A sentencing hearing for Nicholas Bell-Wright was delayed last Monday because the Crown received 96 victim impact statements from family and friends.
Court has previously heard concerns that the large number of statements could be seen by some as having a disproportionate effect on the outcome of sentencing, but Bell-Wright’s lawyers have chosen not to object to the inclusion of the 96 statements, although not all of them will be read in court.
The Crown, which previously told court legislation prevented it from picking and choosing which statements to include, told Justice Glenn Joyal 16 victim impact statements will be read by family members and friends of Nemeth on Wednesday when the sentencing hearing is scheduled to take place.
It’s estimated that would take around 1.5 hours, court heard.
The Crown told court it received the statements the week prior to sentencing and didn’t know so many would be submitted.
“It took us by surprise,” Crown attorney Keith Eyrikson told court. “I understand they were brought by a family member to our office.”
“I had no idea 96 were coming.

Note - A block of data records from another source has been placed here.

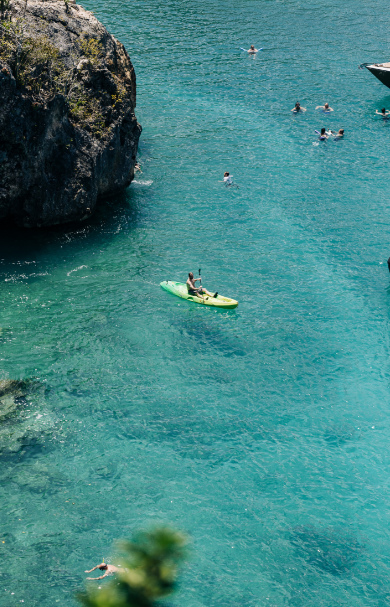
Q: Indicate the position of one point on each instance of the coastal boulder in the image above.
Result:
(68, 132)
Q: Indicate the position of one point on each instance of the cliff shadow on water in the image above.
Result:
(20, 246)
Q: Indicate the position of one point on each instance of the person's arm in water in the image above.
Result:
(100, 576)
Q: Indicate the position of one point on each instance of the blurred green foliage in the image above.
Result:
(150, 570)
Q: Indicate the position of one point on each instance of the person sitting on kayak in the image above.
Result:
(194, 290)
(298, 108)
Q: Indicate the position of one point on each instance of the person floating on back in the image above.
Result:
(227, 178)
(323, 135)
(325, 108)
(109, 570)
(384, 113)
(297, 108)
(197, 291)
(340, 134)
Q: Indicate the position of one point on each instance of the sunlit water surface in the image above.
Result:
(263, 432)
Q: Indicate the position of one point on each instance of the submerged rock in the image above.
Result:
(24, 417)
(10, 391)
(68, 132)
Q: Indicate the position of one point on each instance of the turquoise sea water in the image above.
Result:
(263, 432)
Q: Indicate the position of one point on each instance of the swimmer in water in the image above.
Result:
(384, 113)
(323, 135)
(298, 108)
(227, 178)
(325, 108)
(340, 134)
(109, 570)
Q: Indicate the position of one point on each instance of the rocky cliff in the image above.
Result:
(68, 133)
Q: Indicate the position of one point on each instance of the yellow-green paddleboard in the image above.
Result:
(180, 289)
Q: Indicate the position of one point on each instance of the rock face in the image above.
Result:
(68, 133)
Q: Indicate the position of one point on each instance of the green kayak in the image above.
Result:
(180, 289)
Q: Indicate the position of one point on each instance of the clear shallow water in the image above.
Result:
(263, 431)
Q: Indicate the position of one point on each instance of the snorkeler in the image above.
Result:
(298, 108)
(323, 134)
(109, 570)
(227, 178)
(339, 135)
(384, 113)
(325, 108)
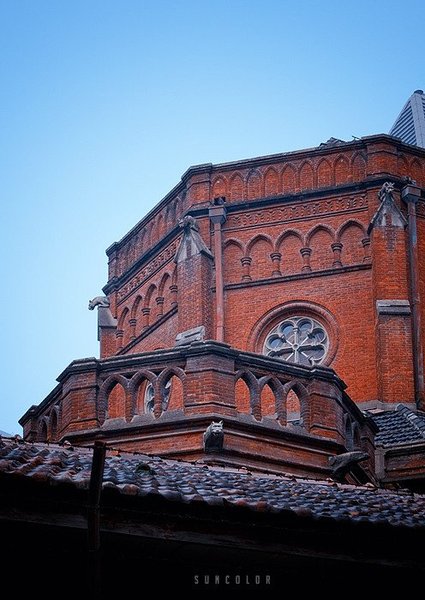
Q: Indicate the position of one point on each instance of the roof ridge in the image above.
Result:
(412, 418)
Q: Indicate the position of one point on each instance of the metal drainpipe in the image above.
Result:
(93, 517)
(217, 214)
(411, 194)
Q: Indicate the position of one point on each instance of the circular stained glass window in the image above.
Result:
(299, 340)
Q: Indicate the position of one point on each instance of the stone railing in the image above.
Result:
(208, 372)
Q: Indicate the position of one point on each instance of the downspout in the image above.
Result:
(411, 194)
(93, 518)
(217, 214)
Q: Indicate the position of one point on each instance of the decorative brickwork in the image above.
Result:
(233, 251)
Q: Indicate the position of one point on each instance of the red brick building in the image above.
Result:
(283, 295)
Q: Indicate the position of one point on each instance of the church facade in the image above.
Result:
(260, 316)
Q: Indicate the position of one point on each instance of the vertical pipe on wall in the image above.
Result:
(411, 194)
(217, 214)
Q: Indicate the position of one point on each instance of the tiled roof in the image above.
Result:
(399, 426)
(140, 475)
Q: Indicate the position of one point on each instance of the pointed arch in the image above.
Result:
(341, 170)
(324, 173)
(176, 378)
(351, 223)
(289, 179)
(123, 318)
(174, 276)
(171, 214)
(232, 254)
(351, 235)
(271, 182)
(255, 240)
(254, 391)
(148, 295)
(134, 387)
(104, 395)
(358, 166)
(54, 424)
(302, 394)
(177, 209)
(236, 187)
(289, 245)
(140, 242)
(270, 401)
(165, 279)
(320, 240)
(149, 237)
(135, 306)
(316, 229)
(403, 166)
(348, 432)
(254, 184)
(306, 176)
(42, 430)
(259, 250)
(160, 226)
(288, 233)
(416, 171)
(219, 187)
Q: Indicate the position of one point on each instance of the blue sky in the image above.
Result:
(104, 104)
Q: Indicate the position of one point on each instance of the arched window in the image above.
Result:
(299, 340)
(149, 397)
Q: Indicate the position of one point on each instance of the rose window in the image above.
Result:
(299, 340)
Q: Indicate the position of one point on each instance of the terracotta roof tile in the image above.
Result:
(140, 475)
(399, 426)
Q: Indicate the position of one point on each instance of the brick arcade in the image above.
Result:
(282, 295)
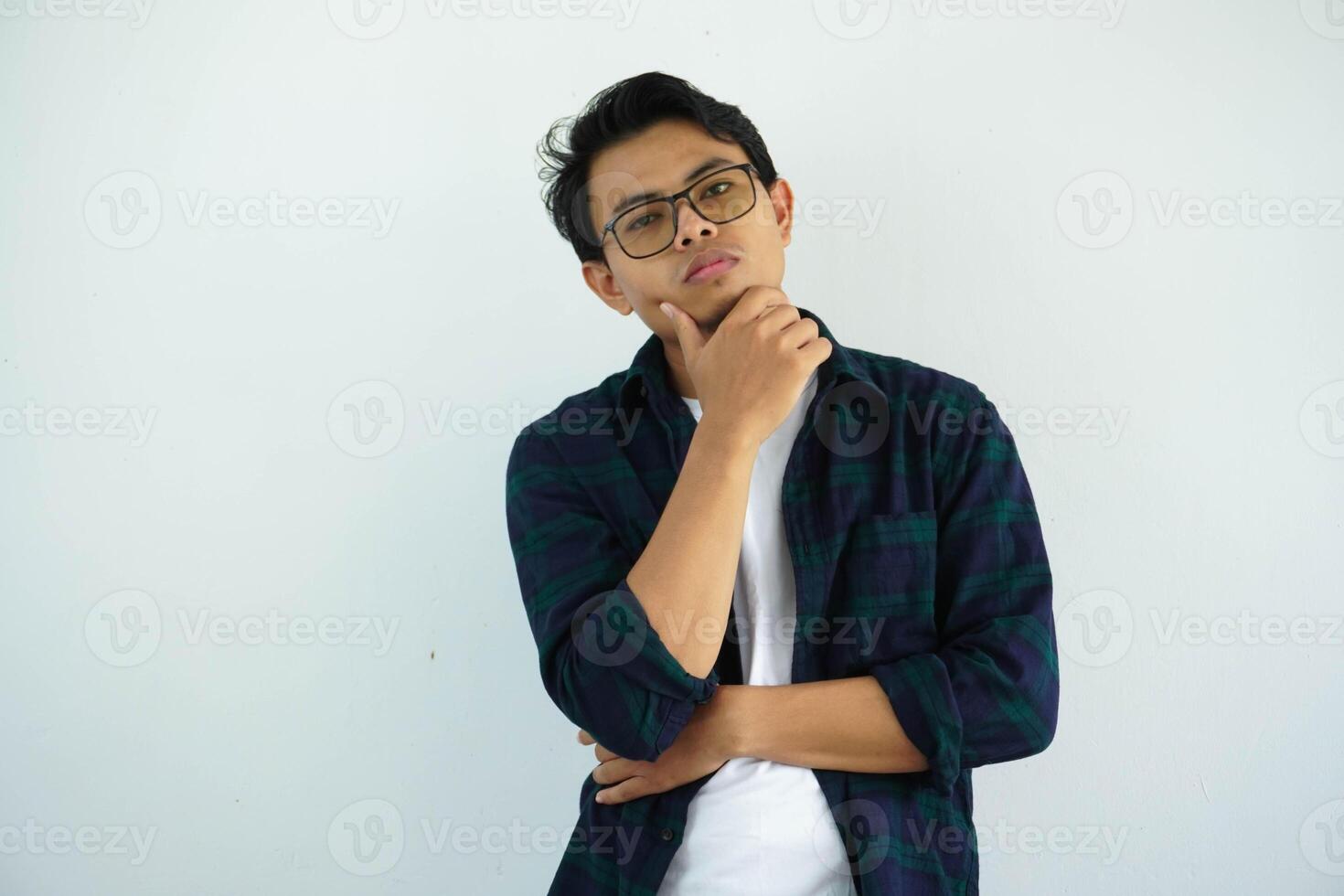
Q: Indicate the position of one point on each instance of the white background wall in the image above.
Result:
(940, 155)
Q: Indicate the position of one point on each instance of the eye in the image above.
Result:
(711, 188)
(640, 222)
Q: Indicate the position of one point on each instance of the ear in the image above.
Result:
(603, 285)
(781, 199)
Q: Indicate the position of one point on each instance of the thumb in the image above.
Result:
(687, 331)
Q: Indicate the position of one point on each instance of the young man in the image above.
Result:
(791, 592)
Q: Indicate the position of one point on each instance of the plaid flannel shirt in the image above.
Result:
(918, 559)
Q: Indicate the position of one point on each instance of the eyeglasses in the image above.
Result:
(720, 197)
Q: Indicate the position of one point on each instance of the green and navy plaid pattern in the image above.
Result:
(918, 559)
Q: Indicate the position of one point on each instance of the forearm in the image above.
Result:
(686, 575)
(846, 724)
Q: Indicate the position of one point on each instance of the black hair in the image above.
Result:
(617, 113)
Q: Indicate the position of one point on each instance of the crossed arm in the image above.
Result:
(655, 709)
(846, 724)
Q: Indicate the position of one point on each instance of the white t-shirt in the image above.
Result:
(761, 827)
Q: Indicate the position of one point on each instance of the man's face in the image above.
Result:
(663, 160)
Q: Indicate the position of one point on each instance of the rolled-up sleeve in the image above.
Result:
(991, 690)
(601, 661)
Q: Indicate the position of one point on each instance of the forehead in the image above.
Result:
(655, 162)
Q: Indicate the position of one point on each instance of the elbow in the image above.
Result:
(601, 701)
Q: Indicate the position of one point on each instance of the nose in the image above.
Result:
(689, 226)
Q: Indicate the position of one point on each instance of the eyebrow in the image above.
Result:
(703, 168)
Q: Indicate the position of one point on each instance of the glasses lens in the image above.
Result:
(720, 197)
(723, 197)
(645, 229)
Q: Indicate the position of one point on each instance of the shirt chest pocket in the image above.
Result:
(883, 584)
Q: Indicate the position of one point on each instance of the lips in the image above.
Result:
(709, 265)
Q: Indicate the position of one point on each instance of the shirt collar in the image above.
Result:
(648, 372)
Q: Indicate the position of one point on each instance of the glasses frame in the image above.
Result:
(672, 200)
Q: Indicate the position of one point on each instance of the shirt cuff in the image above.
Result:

I would say, in fairness, we acted as quickly and as diligently as we could under the circumstances.”
Asked by Joyal what the Crown’s position would be if everyone who submitted a victim impact statement wanted to read it in court, Eyrikson responded by saying the Crown’s position would be to allow it.
Joyal told court moving forward the matter has to be addressed in a way which is fair to the accused and fair to the victim’s family.
“There has to be practical, predictable, and clear guidelines,” Joyal told court. “In this case, I don’t want to prolong this dispute any longer.”
Joyal said a “practice directive” would be forthcoming on how to handle a large number of victim impact statements.
“This case ought to be seen as a precedent for nothing,” Joyal told court.
Family and friends of Nemeth said outside court they’re relieved that all the submissions will be allowed. Family members said they didn’t expect all 96 to be read during sentencing.